The Slovak Telekom Group consists of the parent company Slovak Telekom a.s. and its subsidiaries Zoznam s.r.o., Zoznam Mobile s.r.o., Telekom Sec s.r.o., PosAm s.r.o., and DIGI SLOVAKIA s.r.o.

== History ==
Until 1 July 2010, T-Mobile Slovensko was a mobile operator and a separate company owned by Slovak Telekom. After this date, T-Mobile was merged with the parent company Slovak Telekom.

Until 2 May 2005, T-Mobile Slovensko operated under the name EuroTel Bratislava.

== Services ==
As of April 2018, Slovak Telekom covers 93% of Slovak population with 4G mobile network, introduced LTE-A technology to various towns in Slovakia, with speeds up to 375 Mbit/s. It also introduced VoLTE (Voice over LTE) technology that allows calls directly in 4G, without need to switch to 3G and 2G.

Digital television service of Slovak Telekom, Magio TV, reached 600,000 customers in Q1 2018. The company also branched out to a new line of products for connected home and internet of things (IoT) and introduced a Magenta SmartHome brand.

Slovak Telekom had four strategic priorities in 2017: innovations, the best connectivity, superior user experience and digital television.
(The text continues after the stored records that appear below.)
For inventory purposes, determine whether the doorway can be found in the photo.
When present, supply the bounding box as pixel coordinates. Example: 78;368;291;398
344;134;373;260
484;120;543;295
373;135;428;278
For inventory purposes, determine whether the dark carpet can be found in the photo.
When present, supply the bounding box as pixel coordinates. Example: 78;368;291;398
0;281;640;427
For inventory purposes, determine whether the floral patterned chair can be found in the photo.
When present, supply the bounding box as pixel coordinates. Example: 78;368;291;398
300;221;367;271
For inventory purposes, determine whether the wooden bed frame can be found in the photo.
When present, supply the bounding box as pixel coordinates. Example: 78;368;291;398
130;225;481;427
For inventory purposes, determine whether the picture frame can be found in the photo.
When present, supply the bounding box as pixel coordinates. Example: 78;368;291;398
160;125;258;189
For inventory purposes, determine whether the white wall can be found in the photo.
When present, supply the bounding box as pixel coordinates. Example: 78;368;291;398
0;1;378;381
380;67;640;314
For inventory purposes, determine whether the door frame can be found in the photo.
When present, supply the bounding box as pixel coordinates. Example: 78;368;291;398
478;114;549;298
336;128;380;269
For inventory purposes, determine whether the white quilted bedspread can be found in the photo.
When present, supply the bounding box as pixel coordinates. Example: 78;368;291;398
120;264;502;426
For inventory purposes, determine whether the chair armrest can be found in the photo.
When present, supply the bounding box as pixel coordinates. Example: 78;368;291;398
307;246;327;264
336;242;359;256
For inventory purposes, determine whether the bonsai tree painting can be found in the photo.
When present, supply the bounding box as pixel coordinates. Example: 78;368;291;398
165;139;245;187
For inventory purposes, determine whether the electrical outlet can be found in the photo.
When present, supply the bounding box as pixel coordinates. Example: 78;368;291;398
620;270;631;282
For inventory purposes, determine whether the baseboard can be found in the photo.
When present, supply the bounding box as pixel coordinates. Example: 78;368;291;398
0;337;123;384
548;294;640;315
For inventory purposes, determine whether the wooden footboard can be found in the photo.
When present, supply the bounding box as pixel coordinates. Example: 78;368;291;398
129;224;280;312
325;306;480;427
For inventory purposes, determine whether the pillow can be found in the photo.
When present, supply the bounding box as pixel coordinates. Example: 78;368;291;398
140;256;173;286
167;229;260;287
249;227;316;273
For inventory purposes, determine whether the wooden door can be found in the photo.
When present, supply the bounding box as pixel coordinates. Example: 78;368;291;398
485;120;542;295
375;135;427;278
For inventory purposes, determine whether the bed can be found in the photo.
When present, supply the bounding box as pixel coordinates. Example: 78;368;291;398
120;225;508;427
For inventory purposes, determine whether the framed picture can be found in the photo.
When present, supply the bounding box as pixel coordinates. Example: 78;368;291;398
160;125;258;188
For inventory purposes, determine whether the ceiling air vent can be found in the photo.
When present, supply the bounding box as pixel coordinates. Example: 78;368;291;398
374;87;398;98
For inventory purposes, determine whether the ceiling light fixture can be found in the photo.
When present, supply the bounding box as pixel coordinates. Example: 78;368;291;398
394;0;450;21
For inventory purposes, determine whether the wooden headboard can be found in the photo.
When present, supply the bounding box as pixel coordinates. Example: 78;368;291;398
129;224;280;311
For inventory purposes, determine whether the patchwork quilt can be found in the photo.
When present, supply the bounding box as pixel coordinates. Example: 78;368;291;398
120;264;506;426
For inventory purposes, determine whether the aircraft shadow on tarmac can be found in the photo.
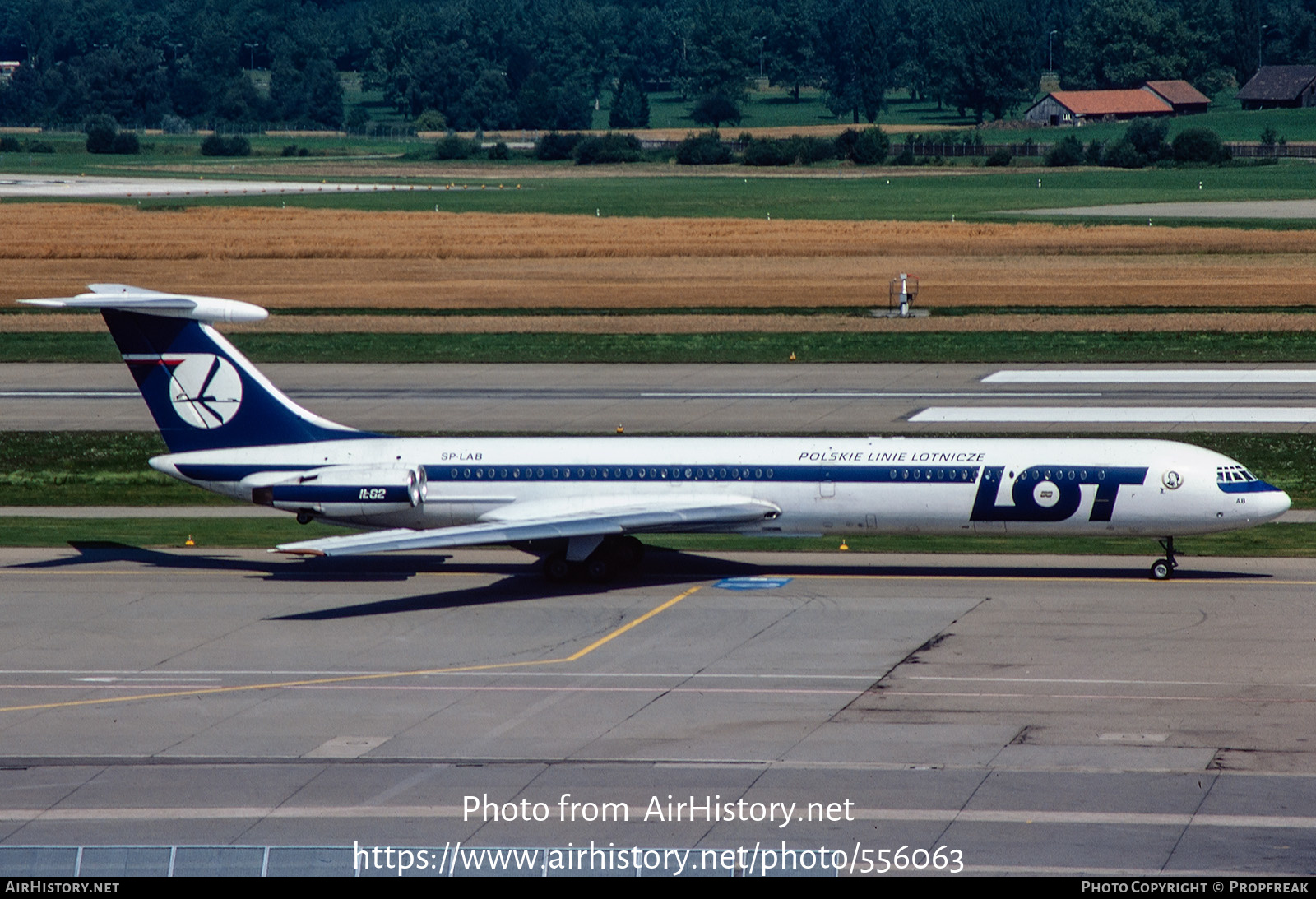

Technologies: GSM, GPRS, EDGE, UMTS, HSDPA, LTE-A, VoLTE, Flash-OFDM, VDSL, FTTH

Prefixes: +421901; +421902, +421903, +421904, +421910, +421911, +421912, +421914

== Corporate Responsibility ==
Slovak Telekom promotes the value of social inclusiveness and empathy within the company and in public, through a long-term support for the Slovak community of people with hearing impairment: supporting their entrepreneurship skills, better education of children through a program of visiting personal tutors, and by providing services of online interpreters.

== Communication ==
Since 2018, the new public face of the company in advertising campaigns is Bekim, a Slovak comedian and rapper, who started to use a wheelchair after he suffered an accident during a bicycle motocross competition in 2005. Bekim follows Peter Sagan, a famous Slovak professional road bicycle racer, who represented Slovak Telekom before him. The company's slogan is “ÁNO” (“YES”) symbolizing a yell of an inventor who shouts “Yes” after coming up with some new technology. It also represents a defiant call that “Nothing is impossible”, “I say yes to a challenge” and “I will make it”.